Por Jesús González Schmal
La democracia cristiana nace con la posguerra en Alemania e Italia como una nueva vía que rompía la bipolaridad del mundo entre el socialismo y capitalismo. Esta opción se nutría del contenido de las encíclicas sociales de la Iglesia que, aún inspiradas en el Evangelio, se dirigían a los hombres de buena voluntad que no necesariamente por medio de la fe religiosa, sino por la propia razón natural, buscaban un mundo en paz, regido por la justicia social y la ética política. Fueron expresas por parte de esta corriente las condenas al capitalismo inhumano que sólo creía en la acumulación de riqueza sin taxativas. De igual forma condenaba al comunismo soviético, en tanto su objetivo hegemónico vulneraba libertades y sometía nacionalismos regionales.
Los principios de la democracia cristiana procedían de la encíclica Rerum Novarum (1891), que postulaba la vocación del hombre a su responsabilidad política y social. Partía del reconocimiento del destino universal de los bienes, en el sentido de que Dios no creó propiedades privadas y por lo tanto todos los hombres por igual son acreedores del conjunto de bienes existentes. De igual manera defendía el derecho al trabajo digno sobre el capital (Laborem Excersens) y, desde luego, la libertad en el orden y en la democracia dentro del concierto internacional de naciones respetuosas de la soberanía en cada una de ellas, como presupuesto necesario para alcanzar la paz mundial duradera y justa.
Nadie puede dudar que esos valores revivieron la conciencia de la humanidad que, a la par de los reclamos de justicia laboral que motivaron las luchas obreras con el anarcosindicalismo y las proclamas socialistas de mediados del siglo XIX, fueron los motores que generaron el nacimiento de las garantías sociales en nuestra Constitución de 1917, que apenas cumple 90 años y se adelanta a muchas otras al consagrar ya no sólo las garantías individuales, sino las sociales por las que luchaban los movimientos revolucionarios en el orbe.
La democracia cristiana concebía también, contra el Estado gendarme del liberalismo clásico, un Estado activo, gestor, subsidiario y responsable de la justa redistribución del ingreso para lo que, incluso, era menester que asumiera actividades productivas en áreas estratégicas para preservar el cumplimiento de éstas al bien común y al ejercicio soberano de las economías nacionales, ante el acecho de las transnacionales como poderes fácticos y arietes del capitalismo.

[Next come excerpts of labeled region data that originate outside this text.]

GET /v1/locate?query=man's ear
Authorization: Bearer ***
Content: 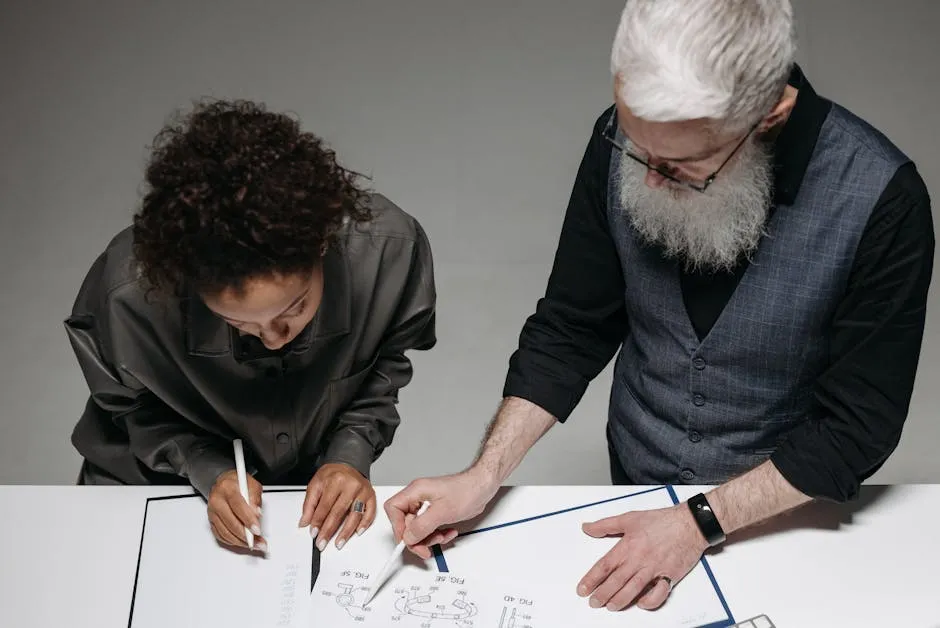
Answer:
[757,85,798,133]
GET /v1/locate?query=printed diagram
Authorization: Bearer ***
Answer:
[318,571,538,628]
[499,596,532,628]
[395,587,477,628]
[323,582,372,621]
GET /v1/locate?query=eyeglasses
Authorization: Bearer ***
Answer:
[601,115,760,192]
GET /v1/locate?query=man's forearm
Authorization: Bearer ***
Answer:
[471,397,556,485]
[706,461,811,535]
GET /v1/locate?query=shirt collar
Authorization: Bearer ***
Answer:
[773,64,832,205]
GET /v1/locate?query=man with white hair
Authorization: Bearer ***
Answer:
[386,0,934,610]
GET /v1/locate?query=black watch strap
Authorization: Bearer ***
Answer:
[688,493,725,547]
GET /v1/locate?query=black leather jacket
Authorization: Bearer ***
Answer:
[65,195,436,495]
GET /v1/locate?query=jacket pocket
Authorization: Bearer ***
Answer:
[329,357,377,416]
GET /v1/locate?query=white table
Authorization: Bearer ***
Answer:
[0,485,940,628]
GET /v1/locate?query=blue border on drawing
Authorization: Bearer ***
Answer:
[432,484,735,628]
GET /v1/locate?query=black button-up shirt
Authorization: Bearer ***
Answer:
[503,67,934,501]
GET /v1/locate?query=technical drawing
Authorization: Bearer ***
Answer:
[499,606,532,628]
[323,582,372,621]
[499,606,516,628]
[395,587,477,628]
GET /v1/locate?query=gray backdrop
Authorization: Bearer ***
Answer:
[0,0,940,484]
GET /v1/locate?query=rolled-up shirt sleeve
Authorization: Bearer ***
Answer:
[771,164,934,502]
[503,108,627,422]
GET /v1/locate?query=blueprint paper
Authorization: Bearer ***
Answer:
[310,489,734,628]
[128,492,313,628]
[444,488,734,628]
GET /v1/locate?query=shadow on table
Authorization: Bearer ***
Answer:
[709,485,895,554]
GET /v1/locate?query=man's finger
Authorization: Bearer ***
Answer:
[383,497,405,543]
[581,515,623,538]
[248,475,263,523]
[636,578,670,611]
[423,528,457,547]
[607,570,652,611]
[317,489,356,552]
[385,479,431,544]
[589,565,634,608]
[402,502,450,545]
[578,544,622,603]
[297,481,323,528]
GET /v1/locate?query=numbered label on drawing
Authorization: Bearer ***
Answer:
[314,570,547,628]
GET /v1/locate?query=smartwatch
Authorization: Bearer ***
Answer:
[687,493,725,547]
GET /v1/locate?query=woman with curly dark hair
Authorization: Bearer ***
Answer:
[66,101,436,550]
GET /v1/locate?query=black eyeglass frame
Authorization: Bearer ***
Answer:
[601,112,760,192]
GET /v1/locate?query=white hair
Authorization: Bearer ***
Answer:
[611,0,796,131]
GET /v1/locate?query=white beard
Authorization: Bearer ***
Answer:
[620,140,773,271]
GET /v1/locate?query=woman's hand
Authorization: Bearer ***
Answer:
[299,463,375,552]
[208,469,268,552]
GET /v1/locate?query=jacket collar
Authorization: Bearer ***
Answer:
[180,246,352,357]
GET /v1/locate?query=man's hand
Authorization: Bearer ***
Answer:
[385,468,499,560]
[578,504,708,611]
[208,469,268,552]
[299,463,376,552]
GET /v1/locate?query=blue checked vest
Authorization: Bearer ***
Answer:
[607,104,907,484]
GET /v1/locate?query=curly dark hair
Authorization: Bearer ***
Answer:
[133,100,369,295]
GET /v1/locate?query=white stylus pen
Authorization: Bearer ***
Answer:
[233,438,255,549]
[362,501,431,606]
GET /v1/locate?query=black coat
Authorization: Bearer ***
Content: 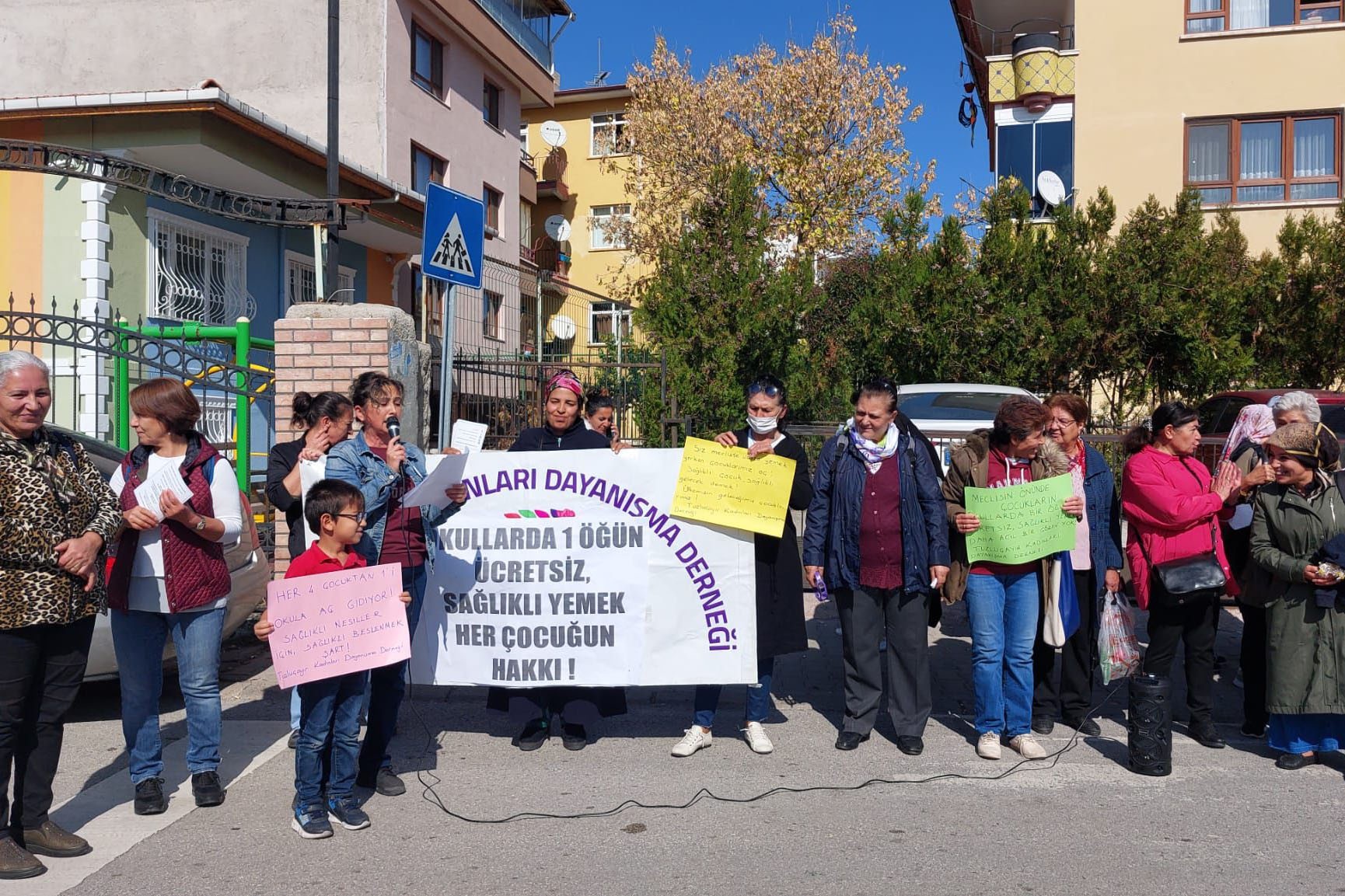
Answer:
[733,428,812,659]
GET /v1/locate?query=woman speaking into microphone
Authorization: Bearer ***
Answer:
[327,371,466,797]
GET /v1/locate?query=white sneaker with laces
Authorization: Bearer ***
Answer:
[1009,734,1046,758]
[742,723,774,755]
[672,725,715,758]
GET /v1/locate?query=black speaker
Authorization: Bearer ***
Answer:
[1126,675,1173,778]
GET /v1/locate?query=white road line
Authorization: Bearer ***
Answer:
[12,721,289,896]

Qué lejos está ahora la democracia cristiana de esos objetivos. Su triste involución la ha convertido en compañero de viaje de la globalización capitalista comandada desde Washington. Bajo el dogma del libre mercado se erigen altares a la inversión especulativa y a la extranjerización de las empresas de servicios financieros y por este medio a la apropiación, vía privatización, de la mayor parte de la infraestructura nacional hecha con el trabajo y esfuerzo de décadas de los mexicanos. Pero mucho peor, ha perdido su carácter de tercera vía y se ha convertido en el aliado incondicional de los intereses de Bush para hostigar y denostar a los gobiernos de centro-izquierda en América Latina, que han surgido para defenderse de la invasión neoliberal que ha empobrecido a la mayoría de los pueblos del planeta y ha enriquecido a los grandes centros financieros de las potencias industriales.
Por ello la inclusión y operatividad del PAN a través de Manuel Espino como cabeza visible de El Yunque en la Organización Demócrata Cristiana de América (ODCA) tiene hoy un valor estratégico en política exterior para EU en orden a contrarrestar el avance de la centro izquierda socialdemócrata en el continente. Entusiasmado por la llegada de Calderón, Bush ha reconocido a éste y a su partido como el más útil esquirol para golpear a gobiernos hermanos de América Latina, haciéndolo renegar de la postura tradicional de la política exterior mexicana, que había tenido como característica la fraternidad y el respeto con todo el subcontinente.
Así, la democracia cristiana de Adenauer, De Gasperi, Freire, Caldera, etcétera, no sucumbió sólo por la corrupción que en Europa envolvió a estos partidos, sino ahora, por la regresión manifiesta de sus tesis de contenido social, trastocadas en un capitalismo global antitético a las demandas consignadas en los documentos pontificios que se decía defendían el bien común sobre el bien particular. Todo este fenómeno implica, en el fondo, una traición flagrante a los fundadores de la democracia cristiana y a los ideólogos originales que concibieron a Acción Nacional como partido político comprometido con el desarrollo social verdadero.